I asked you, should patients be denied more treatment because they smoke?
Many of you saying this is just a witch hunt over smokers, and that if they pay into the NHS then treatment should not be denied.
As Frank Davis says on his post today,
This is outright blackmail: Do as we tell you, or you won’t get medical treatment. And once they’ve blackmailed patients into conforming in respect of smoking, what’s to stop them blackmailing them in lots of other ways? To force them to stop drinking alcohol, stop eating disapproved foods, stop voting for the wrong political party, or attending church, or reading banned books? This is also about control.
And isn’t the doctor who said, “These directions are not mine,” really just saying, “I was only obeying orders“? For once doctors have become state employees in a state-run healthcare system (such as Obamacare?) there is always the possibility (and therefore the absolute certainty) that doctors will be one day required by their employers to do things that they would not do of their own volition. And might not many of those doctors who are now regularly prescribing Chantix/Champix for smokers, despite its track record of suicides among smokers, be held responsible for the deaths of their patients?
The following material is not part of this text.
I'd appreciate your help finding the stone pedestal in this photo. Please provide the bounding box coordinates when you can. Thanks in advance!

It’s one powerful argument for private healthcare over state healthcare.
I have said before, the NHS now exists primarily to control, subvert, gather personal information and kill.
But back to those brave Army chaps. As Subrosa writes,
Sadly, Col Brazier and his colleagues will lose. Just a few years ago thousands took to the streets in Scotland in an attempt to save some of Scotland’s historic regiments, but their protests were in vain. The 2nd Battalion of the Royal Regiment of Fusiliers is just a continuation of a long term plan to reduce UK Forces to a shadow of what was once a great defence force.
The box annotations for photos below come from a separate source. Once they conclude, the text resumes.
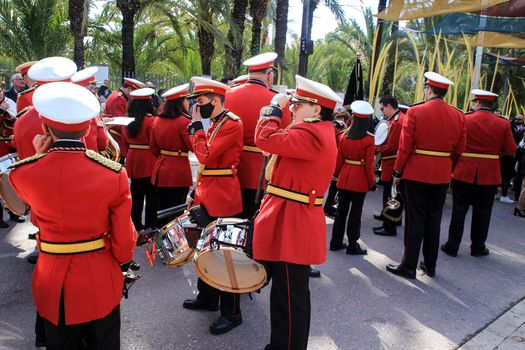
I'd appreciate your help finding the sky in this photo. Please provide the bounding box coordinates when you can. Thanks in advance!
[288,0,370,41]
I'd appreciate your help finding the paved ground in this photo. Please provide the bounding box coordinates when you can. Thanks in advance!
[0,187,525,350]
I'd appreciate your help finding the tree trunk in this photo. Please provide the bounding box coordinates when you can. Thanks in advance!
[69,0,85,69]
[224,0,248,78]
[117,0,140,77]
[197,27,215,75]
[274,0,288,84]
[250,0,269,56]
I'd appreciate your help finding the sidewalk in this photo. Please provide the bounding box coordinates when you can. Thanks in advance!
[458,298,525,350]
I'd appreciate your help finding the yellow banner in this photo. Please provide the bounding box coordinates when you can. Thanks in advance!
[376,0,509,21]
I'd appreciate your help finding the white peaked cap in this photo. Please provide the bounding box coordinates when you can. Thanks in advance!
[71,67,98,86]
[27,56,77,83]
[425,72,454,89]
[33,82,100,132]
[292,75,343,109]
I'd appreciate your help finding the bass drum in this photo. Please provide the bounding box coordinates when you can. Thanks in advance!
[0,153,30,216]
[194,218,267,293]
[374,120,388,146]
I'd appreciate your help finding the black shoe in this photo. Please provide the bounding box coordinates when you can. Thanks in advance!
[35,337,46,348]
[310,267,321,278]
[374,227,397,236]
[210,314,242,334]
[330,243,348,252]
[182,299,219,311]
[9,212,26,222]
[374,213,385,221]
[386,264,416,280]
[419,262,436,277]
[26,253,38,265]
[441,243,458,258]
[346,243,367,255]
[470,248,489,256]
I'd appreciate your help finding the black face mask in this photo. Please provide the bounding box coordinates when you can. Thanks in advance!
[199,101,215,119]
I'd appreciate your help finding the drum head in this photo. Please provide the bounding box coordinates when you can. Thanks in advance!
[0,171,29,216]
[195,247,266,293]
[374,122,388,146]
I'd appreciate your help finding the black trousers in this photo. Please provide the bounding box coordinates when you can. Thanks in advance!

The Government is making another huge reduction in armed forces numbers for a reason. I haven’t heard much, if anything, about those 27,000 Government-funded fake charities the Tories were going to deal with. Why would they prefer to sack tens of thousands in our army, navy and air force, while still trying to involve us in every war that’s up for grabs?
A comment I read in one of the newspapers’ websites was from someone in the forces talking of the all-time low morale.
Former KGB subversion agent, Yuri Bezmenov, talks about the demoralisation stage as part of bringing down a country through subverting its values. Even ‘league tables’ of unhappy children put ours at the top. Our culture has been diluted; our values rubbished – even practically illegal in some cases; children have been deliberately dumbed down at school then half are sent to further education to gather debt and infused with further indoctrination and of course the Judeo-Christian traditions which gave us fair laws and relative freedom are shoved into a corner so that all alternative belief systems and ‘lifestyle choices’ can be promoted. Again, all part of the subversion process Mr Bezmenov describes.
Back to the Army (again) and the plan could be to weaken our armed forces so much, while stretching them to the limit, that the EU Army finally becomes the only ‘sensible’ and ‘viable’ solution. You can just imagine Cameron or Miliband saying this, can’t you?
And more people being ejected from conference halls.